They are non-Turing-Complete programming languages, and part of that is having limited control structures. "Design patterns" aren't a language feature, have nothing to do with being a programming language (architecture has design patterns -- in fact, that's where the term comes from), and CSS and HTML both have design patterns (and piles of books describing them.)

> As more sites gravitate toward complex JavaScript-driven web apps, it may be useful to ditch the general term "front-end," differentiating C.S.-oriented front-end developers from those who prefer visual design.

There's already a distinction commonly made between "front-end developers" vs "designers". What more do you think is needed?

2 comments

> What more do you think is needed?

Hiring managers knowing the difference...

> They are non-Turing-Complete programming languages

Wrong! CSS is in fact a turing-complete language. :) I know it sounds weird, but it's true. Turing-completeness can be formally proved for CSS.

> Wrong! CSS is in fact a turing-complete language. :) I know it sounds weird, but it's true.
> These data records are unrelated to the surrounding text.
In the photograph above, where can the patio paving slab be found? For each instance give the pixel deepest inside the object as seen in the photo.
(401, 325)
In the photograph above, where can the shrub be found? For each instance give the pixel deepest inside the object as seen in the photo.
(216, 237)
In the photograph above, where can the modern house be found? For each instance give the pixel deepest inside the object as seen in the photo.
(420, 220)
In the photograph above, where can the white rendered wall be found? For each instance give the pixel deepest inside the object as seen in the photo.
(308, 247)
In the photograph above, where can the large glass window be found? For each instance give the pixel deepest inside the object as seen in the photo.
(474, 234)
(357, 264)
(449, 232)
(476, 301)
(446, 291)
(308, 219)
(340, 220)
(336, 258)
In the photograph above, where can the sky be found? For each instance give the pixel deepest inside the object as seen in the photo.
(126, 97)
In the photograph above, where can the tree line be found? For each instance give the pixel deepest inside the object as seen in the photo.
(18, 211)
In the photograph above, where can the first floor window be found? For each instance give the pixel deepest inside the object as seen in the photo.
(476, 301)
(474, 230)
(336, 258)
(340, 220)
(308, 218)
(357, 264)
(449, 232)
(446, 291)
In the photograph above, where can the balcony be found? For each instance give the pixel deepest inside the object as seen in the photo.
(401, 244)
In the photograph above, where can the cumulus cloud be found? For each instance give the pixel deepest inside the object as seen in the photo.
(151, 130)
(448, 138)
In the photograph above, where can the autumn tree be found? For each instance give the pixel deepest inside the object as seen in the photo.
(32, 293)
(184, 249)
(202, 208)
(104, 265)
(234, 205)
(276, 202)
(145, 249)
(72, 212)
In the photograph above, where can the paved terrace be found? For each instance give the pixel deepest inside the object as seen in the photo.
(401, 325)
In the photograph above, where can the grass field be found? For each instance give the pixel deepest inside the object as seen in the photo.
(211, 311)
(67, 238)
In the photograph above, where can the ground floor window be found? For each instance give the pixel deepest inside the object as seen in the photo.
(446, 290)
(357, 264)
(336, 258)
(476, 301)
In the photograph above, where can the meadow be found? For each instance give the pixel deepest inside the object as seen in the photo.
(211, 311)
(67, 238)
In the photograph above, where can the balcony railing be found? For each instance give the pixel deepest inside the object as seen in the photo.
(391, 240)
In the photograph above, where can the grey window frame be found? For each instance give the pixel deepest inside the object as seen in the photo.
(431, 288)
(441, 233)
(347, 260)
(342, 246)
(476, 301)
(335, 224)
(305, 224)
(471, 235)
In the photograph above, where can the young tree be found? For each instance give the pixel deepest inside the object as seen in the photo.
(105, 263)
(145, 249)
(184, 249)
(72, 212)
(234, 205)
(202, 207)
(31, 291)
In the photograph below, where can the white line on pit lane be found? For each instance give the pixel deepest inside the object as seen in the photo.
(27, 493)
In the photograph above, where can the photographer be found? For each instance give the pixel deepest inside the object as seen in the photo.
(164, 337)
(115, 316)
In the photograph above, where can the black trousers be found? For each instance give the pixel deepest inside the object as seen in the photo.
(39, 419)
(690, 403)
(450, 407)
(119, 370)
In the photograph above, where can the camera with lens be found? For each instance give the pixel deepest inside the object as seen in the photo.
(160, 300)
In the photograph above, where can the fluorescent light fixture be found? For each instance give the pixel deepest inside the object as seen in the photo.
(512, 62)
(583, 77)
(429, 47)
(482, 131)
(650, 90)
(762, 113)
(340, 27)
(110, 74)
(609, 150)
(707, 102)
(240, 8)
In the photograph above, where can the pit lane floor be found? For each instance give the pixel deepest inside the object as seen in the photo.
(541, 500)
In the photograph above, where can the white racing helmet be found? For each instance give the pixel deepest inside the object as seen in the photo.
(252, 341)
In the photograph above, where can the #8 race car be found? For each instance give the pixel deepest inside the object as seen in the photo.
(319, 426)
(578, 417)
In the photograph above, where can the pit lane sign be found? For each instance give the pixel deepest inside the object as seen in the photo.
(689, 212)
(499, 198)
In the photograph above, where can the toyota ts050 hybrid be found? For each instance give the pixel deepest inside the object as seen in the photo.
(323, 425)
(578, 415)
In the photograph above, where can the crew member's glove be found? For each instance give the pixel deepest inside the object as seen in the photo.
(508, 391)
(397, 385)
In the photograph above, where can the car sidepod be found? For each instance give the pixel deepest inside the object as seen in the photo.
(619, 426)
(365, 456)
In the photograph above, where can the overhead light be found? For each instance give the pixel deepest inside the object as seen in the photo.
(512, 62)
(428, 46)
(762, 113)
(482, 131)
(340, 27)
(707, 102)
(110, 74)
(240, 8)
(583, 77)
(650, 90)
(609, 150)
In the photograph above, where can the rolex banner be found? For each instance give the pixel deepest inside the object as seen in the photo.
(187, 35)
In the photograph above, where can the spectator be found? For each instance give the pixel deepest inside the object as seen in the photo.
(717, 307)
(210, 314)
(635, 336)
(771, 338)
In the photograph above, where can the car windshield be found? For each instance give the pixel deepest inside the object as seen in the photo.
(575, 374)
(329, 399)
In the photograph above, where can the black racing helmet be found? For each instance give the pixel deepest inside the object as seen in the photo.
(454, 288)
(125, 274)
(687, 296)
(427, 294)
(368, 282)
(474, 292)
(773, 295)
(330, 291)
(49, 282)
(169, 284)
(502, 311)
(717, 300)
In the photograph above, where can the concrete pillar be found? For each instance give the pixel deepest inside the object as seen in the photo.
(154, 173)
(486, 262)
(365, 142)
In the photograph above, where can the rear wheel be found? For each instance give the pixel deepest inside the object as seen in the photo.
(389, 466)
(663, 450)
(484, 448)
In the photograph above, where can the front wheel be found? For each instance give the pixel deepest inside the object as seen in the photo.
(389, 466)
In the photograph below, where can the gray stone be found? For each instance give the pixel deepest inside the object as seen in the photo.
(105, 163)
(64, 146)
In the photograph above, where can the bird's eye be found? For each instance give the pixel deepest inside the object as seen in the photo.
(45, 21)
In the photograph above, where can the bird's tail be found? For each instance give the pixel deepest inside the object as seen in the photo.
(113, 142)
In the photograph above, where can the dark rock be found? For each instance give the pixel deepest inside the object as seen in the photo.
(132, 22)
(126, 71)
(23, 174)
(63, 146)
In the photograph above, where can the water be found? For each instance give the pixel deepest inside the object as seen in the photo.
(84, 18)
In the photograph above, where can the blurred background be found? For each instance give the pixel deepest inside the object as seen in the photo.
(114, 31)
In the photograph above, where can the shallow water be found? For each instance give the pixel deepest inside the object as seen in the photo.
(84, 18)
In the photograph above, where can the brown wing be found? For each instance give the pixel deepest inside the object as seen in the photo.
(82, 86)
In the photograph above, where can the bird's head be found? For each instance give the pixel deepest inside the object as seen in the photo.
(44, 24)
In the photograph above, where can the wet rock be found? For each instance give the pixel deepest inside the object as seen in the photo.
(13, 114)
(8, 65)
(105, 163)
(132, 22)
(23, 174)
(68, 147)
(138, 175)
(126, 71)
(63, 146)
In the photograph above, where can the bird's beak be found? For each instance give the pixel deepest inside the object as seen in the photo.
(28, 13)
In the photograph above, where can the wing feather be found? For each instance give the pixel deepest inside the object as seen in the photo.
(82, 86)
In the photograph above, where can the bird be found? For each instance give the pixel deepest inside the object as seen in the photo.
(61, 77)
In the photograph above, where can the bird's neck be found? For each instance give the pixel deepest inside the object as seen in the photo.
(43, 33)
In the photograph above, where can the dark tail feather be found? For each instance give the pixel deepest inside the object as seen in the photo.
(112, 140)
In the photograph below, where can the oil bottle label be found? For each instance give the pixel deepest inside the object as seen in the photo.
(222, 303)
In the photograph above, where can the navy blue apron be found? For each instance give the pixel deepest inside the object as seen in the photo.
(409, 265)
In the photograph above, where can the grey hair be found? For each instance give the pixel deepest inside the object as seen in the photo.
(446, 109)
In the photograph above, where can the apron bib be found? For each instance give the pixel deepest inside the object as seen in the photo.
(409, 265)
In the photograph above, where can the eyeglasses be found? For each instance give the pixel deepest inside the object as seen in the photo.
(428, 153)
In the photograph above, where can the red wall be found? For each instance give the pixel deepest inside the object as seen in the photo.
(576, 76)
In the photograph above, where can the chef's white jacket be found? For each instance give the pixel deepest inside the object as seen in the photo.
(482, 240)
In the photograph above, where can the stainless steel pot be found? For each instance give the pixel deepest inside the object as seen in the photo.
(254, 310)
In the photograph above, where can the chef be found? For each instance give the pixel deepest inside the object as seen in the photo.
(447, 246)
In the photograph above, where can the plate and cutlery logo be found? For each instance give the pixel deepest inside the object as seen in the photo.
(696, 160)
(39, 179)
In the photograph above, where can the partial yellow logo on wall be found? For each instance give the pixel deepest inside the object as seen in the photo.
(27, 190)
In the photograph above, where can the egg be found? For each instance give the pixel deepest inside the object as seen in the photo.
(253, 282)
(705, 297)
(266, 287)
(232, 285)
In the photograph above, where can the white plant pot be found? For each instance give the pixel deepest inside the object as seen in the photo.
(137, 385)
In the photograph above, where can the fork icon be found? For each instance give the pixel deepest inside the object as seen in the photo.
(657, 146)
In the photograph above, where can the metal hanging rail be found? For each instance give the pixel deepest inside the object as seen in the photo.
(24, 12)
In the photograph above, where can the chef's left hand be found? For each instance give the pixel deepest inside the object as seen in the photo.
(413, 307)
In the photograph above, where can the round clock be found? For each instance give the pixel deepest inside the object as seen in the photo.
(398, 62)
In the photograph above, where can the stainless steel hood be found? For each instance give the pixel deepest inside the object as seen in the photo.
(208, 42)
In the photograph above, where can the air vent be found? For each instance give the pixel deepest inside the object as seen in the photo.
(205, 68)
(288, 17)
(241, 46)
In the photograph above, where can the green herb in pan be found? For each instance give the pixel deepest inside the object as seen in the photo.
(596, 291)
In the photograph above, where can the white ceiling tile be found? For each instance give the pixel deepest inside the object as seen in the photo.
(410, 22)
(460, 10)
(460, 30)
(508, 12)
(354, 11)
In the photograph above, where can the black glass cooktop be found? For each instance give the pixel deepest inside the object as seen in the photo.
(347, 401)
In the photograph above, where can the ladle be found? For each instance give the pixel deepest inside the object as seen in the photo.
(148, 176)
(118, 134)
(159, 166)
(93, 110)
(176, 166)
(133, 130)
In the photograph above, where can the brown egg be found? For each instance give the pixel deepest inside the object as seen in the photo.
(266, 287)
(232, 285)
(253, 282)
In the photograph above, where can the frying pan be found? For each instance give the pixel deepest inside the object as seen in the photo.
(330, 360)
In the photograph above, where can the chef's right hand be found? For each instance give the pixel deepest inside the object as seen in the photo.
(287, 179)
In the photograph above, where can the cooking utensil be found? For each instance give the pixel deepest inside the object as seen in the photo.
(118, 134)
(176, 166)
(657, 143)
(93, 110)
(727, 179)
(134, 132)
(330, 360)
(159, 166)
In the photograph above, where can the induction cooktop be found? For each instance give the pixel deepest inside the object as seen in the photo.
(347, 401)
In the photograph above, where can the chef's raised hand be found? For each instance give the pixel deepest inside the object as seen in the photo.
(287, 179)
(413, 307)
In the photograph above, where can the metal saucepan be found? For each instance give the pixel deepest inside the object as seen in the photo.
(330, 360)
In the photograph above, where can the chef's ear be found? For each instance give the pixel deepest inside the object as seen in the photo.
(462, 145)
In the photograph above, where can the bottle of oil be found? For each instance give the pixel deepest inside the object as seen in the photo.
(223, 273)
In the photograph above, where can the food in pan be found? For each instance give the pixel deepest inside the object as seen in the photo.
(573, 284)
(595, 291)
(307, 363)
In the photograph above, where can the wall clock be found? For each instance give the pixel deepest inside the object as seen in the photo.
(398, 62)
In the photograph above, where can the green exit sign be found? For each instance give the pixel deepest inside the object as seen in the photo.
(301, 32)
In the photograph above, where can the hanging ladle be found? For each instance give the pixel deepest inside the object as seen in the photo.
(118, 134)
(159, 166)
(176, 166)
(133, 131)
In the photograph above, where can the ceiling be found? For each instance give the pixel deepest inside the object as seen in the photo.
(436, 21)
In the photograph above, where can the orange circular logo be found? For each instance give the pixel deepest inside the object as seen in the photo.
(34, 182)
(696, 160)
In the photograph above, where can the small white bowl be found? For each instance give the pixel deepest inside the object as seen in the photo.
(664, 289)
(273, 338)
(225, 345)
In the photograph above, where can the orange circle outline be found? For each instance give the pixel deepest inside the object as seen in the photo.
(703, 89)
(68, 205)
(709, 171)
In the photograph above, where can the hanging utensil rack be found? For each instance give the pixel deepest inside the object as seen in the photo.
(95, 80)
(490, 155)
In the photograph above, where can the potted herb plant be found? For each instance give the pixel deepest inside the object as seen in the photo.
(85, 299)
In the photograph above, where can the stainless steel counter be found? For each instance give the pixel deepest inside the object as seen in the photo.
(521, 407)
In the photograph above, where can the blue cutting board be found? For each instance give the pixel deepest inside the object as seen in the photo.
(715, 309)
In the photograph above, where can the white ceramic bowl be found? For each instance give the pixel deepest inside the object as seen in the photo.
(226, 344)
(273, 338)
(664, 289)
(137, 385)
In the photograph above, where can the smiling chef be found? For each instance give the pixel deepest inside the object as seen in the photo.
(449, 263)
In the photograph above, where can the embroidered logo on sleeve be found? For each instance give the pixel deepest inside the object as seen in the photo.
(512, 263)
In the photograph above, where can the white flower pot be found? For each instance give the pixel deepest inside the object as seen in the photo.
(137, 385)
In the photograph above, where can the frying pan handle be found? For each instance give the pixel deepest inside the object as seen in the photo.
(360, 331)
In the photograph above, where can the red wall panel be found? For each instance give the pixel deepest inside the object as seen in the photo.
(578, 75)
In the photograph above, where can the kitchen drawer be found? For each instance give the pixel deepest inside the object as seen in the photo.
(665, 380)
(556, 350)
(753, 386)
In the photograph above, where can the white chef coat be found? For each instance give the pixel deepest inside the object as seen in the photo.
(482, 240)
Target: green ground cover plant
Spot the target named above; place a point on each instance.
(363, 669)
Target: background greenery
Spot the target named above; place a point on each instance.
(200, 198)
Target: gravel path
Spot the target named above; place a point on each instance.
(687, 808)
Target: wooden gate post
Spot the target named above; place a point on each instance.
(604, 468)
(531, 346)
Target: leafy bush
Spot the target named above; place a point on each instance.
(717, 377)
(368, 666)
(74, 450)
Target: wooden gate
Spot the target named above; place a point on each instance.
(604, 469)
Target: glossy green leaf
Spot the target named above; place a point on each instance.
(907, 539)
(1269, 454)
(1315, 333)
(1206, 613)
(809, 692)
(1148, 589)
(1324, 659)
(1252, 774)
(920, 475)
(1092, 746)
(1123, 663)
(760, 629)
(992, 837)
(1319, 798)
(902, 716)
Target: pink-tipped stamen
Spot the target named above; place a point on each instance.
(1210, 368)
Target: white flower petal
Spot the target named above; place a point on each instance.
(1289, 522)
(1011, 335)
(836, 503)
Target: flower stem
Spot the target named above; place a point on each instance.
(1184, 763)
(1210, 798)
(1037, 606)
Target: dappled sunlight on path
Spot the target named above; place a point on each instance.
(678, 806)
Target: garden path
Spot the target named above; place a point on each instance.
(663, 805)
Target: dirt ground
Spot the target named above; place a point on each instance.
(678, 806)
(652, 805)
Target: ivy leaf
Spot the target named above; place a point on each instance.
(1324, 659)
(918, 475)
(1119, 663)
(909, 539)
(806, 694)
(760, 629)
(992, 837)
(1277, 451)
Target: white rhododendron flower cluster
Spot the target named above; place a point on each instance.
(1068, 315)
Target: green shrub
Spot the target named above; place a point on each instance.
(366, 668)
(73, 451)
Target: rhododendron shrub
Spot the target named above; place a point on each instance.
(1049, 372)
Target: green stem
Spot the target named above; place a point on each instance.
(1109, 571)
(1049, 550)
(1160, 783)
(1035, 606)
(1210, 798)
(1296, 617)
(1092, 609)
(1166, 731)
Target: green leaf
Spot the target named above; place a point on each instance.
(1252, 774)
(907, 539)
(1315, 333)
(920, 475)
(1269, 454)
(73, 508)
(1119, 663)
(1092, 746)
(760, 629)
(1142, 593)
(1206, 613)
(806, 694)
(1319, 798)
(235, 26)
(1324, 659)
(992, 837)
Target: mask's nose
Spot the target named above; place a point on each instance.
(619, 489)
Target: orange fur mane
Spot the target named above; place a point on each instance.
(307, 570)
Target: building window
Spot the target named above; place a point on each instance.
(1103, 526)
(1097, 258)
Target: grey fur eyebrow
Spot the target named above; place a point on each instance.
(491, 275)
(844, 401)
Turing-completeness can be formally proved for CSS.

Where's the proof?

I am aware of a supposed proof that CSS3+HTML5 is Turing complete (but it relies on specified user interactions that aren't part of the defined execution of semantics of either language), but I've never heard of one CSS itself.

I didn't mean that it can be proof to CSS independently of HTML of course. And I suppose this requirement is obvious at least because CSS is not executable without HTML at all.

Anyway it seems you are quite familiar with the topic, and I believe you heard all the recent buzz around rule110 etc. But a lot of people don't know about this interesting fact yet.